On 11/29/2010 08:52 PM, Paul Koning wrote:
I'm doing some experiments to get to know GCC better, and something is puzzling 
me.

I have defined an md file with DFA and costs describing the fact that loads 
take a while (as do stores). Also, there is no memory to memory move, only 
memory to/from register.

Test program is basically a=b; c=d; e=f; g=h;

Sched1, as expected, turns this into four loads followed by four stores, 
exploiting the pipeline.

Then IRA kicks in.  It shuffles the insns back into load/store, load/store 
pairs, essentially the source code order.  It looks like it's doing that to 
reduce the number of registers used.  Fair enough, but this makes the code less 
efficient.  I don't see a way to tell IRA not to do this.

Most probably that happens because of ira.c::update_equiv_regs. This function was inherited from the old register allocator. The major goal of the function is to find equivalent memory/constants/invariants for pseudos which can be used by reload pass. Pseudo equivalence also affects live range splitting decision in IRA.

Update_equiv_regs can also move insns initiating pseudo equivalences close to the pseudo usage.
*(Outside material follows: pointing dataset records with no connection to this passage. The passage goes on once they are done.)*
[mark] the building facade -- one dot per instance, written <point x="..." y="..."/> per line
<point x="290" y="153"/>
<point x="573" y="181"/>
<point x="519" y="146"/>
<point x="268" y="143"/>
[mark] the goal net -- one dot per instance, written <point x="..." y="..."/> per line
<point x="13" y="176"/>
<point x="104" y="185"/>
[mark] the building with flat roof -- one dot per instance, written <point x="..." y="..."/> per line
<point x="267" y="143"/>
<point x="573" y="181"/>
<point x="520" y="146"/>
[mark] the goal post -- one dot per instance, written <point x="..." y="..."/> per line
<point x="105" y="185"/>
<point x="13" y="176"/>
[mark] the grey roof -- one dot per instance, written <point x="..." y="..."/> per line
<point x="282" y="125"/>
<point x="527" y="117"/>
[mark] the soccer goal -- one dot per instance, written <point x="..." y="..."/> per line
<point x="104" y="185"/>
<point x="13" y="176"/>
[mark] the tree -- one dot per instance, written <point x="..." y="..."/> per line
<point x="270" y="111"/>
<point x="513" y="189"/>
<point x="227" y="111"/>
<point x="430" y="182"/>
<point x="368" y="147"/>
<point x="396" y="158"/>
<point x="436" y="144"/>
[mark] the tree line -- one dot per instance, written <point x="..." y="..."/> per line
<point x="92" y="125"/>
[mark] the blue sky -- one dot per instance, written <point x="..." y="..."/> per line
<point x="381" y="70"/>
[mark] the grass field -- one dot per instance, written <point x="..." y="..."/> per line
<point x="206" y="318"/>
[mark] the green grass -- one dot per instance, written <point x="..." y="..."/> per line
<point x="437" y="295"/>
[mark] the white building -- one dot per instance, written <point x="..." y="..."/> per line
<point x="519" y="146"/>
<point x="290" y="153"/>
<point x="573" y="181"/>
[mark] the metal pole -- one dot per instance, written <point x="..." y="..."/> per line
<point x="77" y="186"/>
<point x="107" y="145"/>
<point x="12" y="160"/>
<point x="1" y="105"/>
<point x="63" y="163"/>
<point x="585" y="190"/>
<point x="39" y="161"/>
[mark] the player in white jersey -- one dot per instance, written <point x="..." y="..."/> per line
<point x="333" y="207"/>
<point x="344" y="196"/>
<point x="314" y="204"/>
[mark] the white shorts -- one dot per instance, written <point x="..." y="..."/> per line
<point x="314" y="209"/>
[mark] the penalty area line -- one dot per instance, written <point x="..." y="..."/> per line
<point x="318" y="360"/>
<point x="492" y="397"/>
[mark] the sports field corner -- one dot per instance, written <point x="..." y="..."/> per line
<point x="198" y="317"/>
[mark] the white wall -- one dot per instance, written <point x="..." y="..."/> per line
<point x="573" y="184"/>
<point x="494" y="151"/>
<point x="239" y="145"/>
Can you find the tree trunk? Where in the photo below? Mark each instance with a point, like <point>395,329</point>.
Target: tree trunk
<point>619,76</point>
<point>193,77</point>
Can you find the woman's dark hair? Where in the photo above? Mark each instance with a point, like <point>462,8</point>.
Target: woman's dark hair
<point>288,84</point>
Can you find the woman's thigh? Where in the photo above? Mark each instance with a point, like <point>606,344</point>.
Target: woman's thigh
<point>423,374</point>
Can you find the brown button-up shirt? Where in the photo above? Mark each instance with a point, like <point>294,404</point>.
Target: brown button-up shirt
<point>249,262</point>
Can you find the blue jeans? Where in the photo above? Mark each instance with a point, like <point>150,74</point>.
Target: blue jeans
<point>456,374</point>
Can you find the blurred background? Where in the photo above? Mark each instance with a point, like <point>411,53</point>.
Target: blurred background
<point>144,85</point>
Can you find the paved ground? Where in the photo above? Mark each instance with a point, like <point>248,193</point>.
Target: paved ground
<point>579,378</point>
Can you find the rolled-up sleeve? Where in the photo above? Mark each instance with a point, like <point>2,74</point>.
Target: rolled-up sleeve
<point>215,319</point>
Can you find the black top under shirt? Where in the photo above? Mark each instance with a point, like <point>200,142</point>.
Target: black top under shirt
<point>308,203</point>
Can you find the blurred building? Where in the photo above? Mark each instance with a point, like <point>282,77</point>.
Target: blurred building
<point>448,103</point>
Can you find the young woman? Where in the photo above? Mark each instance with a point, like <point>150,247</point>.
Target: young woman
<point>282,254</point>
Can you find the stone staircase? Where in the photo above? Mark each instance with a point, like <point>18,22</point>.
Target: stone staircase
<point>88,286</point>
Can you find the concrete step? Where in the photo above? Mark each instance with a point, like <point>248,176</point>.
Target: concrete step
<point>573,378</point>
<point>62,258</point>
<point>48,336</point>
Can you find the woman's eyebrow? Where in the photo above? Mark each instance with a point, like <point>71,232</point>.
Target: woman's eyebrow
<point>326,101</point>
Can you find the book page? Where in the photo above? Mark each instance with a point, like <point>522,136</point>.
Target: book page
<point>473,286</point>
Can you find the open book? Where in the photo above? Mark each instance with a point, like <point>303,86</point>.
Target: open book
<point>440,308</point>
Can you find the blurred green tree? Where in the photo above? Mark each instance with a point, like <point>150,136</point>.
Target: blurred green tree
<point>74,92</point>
You could try to prevent this and to see what happens. IMO preventing such insn moving will do more harm on performance on SPEC benchmarks for x86/x86-64 processors.
As it happens, there's a secondary reload involved: the loads are into one set 
of registers but the stores from another, so a register to register move is 
added in by reload.  Does that explain the behavior?  I tried changing the 
cover_classes, but that doesn't make a difference.

It is hard to say without the dump file. If everything is correctly defined, it should not happen.